3)Manevi tazminat, zarara uğrayanda manevi huzuru gerçekleştirecek ve tazminata benzer bir fonksiyonu da olan özgün bir nitelik taşır. Manevi tazminat, bir ceza olmadığı gibi, mamelek hukukuna ilişkin zararın karşılanmasını da amaç edinmemiştir. Zarar görenin zenginleşmemesi, zarar sorumlusunun da fakirleşmemesi gerekmektedir. Takdir edilecek miktarın, mevcut halde elde edilmek istenen tatmin duygusunun etkisine ulaşmak için gerekli olan miktar kadar olması gerekir. 22.6.1976 günlü ve 7/7 sayılı İçtihadı Birleştirme Kararı’nın gerekçesinde de takdir edilecek manevi tazminatın
tutarını etkileyecek özel hal ve şartlar açıkça gösterilmiştir. Bunlar her olaya göre değişebileceğinden hakim, bu konuda takdir hakkını kullanır iken ona etkili olan nedenleri de karar yerinde objektif ölçülere göre isabetli bir biçimde göstermelidir.
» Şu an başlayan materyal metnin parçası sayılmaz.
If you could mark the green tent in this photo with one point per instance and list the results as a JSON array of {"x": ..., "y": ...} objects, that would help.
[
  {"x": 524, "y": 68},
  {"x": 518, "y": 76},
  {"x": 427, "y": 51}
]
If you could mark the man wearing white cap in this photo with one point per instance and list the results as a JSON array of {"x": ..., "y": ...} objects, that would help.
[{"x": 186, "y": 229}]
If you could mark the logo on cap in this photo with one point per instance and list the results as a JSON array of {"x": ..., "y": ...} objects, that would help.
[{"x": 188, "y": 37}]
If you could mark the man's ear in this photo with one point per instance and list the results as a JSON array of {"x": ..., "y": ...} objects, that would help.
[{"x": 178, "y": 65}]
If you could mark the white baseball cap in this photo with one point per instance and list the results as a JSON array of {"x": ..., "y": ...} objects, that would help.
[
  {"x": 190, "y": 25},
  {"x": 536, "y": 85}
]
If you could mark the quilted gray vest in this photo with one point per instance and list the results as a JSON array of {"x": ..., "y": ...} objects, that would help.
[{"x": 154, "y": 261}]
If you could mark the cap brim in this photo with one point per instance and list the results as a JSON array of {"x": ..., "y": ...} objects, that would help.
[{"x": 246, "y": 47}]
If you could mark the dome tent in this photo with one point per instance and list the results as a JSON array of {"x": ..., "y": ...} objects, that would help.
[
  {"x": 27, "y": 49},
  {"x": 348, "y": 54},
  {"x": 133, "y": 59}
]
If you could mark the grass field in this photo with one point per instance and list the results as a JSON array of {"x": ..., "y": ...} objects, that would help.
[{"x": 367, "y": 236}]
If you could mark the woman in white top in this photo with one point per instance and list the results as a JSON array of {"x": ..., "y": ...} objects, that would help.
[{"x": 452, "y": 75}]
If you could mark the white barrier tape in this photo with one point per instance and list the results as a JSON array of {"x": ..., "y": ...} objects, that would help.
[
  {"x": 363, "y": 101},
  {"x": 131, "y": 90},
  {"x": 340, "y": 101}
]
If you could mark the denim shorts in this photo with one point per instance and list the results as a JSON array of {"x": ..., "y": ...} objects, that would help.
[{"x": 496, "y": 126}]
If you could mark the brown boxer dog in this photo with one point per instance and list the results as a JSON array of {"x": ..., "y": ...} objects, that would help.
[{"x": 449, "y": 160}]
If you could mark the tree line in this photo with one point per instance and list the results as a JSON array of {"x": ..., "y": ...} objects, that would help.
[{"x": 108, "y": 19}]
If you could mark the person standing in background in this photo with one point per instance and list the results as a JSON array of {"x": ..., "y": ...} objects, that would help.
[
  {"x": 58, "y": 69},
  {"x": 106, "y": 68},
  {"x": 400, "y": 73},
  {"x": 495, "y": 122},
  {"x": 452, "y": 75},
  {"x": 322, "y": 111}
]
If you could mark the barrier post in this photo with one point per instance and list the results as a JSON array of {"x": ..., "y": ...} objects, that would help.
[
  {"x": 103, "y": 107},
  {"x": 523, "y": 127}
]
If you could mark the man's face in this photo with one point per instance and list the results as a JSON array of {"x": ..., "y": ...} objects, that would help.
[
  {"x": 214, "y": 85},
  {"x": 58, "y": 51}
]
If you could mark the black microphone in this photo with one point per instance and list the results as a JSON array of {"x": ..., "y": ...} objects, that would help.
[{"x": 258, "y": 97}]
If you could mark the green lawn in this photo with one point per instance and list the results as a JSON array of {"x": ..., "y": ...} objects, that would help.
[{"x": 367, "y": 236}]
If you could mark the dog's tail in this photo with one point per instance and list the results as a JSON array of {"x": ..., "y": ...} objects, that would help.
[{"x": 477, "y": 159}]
Somut olayda, tarafların ekonomik ve sosyal durumu, olay tarihine göre paranın alım gücü gibi nedenler dikkate alındığında, davacılar için hükmedilen manevi tazminat miktarı az olup, daha fazla manevi tazminata hükmedilmesi gerekirken yazılı şekilde hüküm kurulması bozmayı gerektirmiştir.
SONUÇ: Yukarıda 1) nolu bentte açıklanan nedenlerle davacılar vekilinin sair temyiz itirazlarının reddine, 2) ve 3) nolu bentlerde açıklanan nedenlerle davacılar vekilinin temyiz itirazlarının kabulü ile hükmün BOZULMASINA, peşin alınan harcın istek halinde temyiz eden davacılara geri verilmesine 28.9.2015 gününde oybirliğiyle karar verildi.